Per i giudici il Cavaliere avrebbe intimidito i poliziotti al punto da costringerli ad agire secondo le proprie indicazioni e in contrasto con la prassi. E poiché gli stessi poliziotti hanno negato di esser stati concussi sono finiti nelle grane. Non sembra azzardato riscontrare fra i due episodi narrati una certa analogia. Due telefonate, due persone «raccomandate», due esiti giudiziari ben diversi. Giusto che la Cancellieri non sia perseguita per una sciocchezza del genere; ingiusto, invece, che all'ex premier sia stato riservato un trattamento da delinquente. Tra sette anni di galera e nulla, c'è una tale disparità di giudizio da suscitare non solo stupore, ma anche preoccupazione circa il presupposto, dato per buono, che «la legge è uguale per tutti». Uguale un corno.
Infatti non si può sostenere che con il ministro si sia esagerato in indulgenza, ma è obbligatorio concludere che, viceversa, con il Cavaliere si è esagerato in crudeltà. Tuttavia, assodato che Berlusconi è un simbolo che divide, accantoniamolo un attimo e proviamo a imbastire un ragionamento che lo escluda. Mettiamo che al posto del ministro Cancellieri fosse implicato in questa storia Angelino Alfano, il quale tra l'altro è stato un predecessore della signora. Siamo sicuri che lui la passerebbe liscia quanto lei? Figuriamoci. L'avrebbero già crocifisso. Interrogazioni parlamentari. Richieste di dimissioni. Raccolta di firme per sfiduciarlo. I media l'avrebbero trafitto con articoli acuminati. Qualsiasi programma televisivo sarebbe adesso impegnato a sputtanarlo.
D'altronde, chi ha una discreta memoria non avrà dimenticato quanto successo alcuni anni orsono a Sandro Bondi, ministro dei Beni culturali. Ci fu un crollo a Pompei, venne giù qualche mattone di un edificio mezzo diroccato, e immediatamente egli fu accusato di aver attentato al patrimonio storico italiano. L'opposizione si lanciò in una battaglia per cacciare l'improvvido ministro ritenuto un demolitore volontario di reperti archeologici di primaria importanza.
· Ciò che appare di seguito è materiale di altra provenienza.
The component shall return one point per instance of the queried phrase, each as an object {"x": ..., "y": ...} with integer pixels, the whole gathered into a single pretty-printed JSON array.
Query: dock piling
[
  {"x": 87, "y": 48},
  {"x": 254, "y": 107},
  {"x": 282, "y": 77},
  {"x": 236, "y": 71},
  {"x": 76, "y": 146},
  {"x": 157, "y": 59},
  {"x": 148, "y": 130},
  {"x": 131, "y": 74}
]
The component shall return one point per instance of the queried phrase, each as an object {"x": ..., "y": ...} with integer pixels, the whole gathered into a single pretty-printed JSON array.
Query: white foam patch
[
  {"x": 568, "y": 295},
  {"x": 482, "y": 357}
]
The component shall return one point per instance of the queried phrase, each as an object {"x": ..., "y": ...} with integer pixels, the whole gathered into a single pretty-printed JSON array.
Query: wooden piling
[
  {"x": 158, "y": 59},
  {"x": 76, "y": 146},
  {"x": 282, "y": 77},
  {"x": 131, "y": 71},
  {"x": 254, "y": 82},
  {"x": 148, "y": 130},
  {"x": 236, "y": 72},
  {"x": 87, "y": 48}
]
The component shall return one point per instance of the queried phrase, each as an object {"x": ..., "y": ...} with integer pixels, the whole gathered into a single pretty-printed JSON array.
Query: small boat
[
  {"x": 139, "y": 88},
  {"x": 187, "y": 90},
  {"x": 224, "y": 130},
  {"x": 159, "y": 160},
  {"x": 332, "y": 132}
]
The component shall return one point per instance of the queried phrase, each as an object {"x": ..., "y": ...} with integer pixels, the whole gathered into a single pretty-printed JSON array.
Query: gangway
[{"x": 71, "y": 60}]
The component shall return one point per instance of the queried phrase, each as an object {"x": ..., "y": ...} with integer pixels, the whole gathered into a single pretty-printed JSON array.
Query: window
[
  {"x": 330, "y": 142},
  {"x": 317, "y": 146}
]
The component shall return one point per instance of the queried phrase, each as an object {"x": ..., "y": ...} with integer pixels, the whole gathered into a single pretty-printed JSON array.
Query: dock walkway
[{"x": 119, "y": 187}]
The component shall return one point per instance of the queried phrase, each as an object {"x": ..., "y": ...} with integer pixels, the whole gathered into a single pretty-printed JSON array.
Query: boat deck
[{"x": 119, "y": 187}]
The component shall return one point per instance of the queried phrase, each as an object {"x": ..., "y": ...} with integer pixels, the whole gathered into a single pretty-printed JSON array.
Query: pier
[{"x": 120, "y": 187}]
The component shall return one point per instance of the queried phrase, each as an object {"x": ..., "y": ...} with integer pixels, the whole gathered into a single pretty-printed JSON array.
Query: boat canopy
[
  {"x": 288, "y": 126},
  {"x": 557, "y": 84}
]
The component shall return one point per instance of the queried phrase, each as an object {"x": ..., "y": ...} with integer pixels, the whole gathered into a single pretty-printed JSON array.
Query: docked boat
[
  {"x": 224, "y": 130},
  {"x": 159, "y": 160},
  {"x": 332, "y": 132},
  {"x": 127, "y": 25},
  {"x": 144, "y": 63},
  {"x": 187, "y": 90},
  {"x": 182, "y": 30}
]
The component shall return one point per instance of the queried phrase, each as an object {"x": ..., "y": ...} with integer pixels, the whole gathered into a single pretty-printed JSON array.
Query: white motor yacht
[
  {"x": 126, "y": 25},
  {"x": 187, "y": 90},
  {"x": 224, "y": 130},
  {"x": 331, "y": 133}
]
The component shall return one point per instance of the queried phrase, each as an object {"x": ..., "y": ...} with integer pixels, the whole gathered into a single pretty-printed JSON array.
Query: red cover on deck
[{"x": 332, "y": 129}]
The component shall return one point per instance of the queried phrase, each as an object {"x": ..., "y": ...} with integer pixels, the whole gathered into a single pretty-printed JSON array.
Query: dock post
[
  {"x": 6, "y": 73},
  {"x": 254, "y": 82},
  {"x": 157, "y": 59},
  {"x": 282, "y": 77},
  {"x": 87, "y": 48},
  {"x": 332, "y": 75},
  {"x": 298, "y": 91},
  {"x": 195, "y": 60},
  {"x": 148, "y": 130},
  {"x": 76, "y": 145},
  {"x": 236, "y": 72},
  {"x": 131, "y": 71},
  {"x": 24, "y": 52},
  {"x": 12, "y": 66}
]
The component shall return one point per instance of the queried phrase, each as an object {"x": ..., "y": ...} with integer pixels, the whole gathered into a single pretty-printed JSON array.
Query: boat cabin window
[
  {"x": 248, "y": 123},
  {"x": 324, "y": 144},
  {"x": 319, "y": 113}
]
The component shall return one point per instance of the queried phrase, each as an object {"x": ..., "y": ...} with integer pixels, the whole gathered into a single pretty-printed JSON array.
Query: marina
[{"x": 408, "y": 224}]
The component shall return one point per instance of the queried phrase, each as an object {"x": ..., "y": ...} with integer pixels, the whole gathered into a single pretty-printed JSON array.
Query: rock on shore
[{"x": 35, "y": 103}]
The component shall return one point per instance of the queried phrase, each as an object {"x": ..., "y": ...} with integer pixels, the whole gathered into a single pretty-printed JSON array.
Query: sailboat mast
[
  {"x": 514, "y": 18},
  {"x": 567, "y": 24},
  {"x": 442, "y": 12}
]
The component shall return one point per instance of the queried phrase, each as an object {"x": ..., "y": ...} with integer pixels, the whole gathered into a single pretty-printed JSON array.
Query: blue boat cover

Tutto questo non significa che abbiamo l'intenzione di lapidare la signora Cancellieri. Al contrario la difendiamo con forza.


Semplicemente siamo di fronte a una conferma: in Italia i famosi «due pesi e due misure» sono una pratica consolidata. Talmente consolidata da non scandalizzare più nessuno. Si accetta con rassegnazione, come la pioggia in autunno, che la destra sia sempre da condannare e la sinistra sempre da assolvere.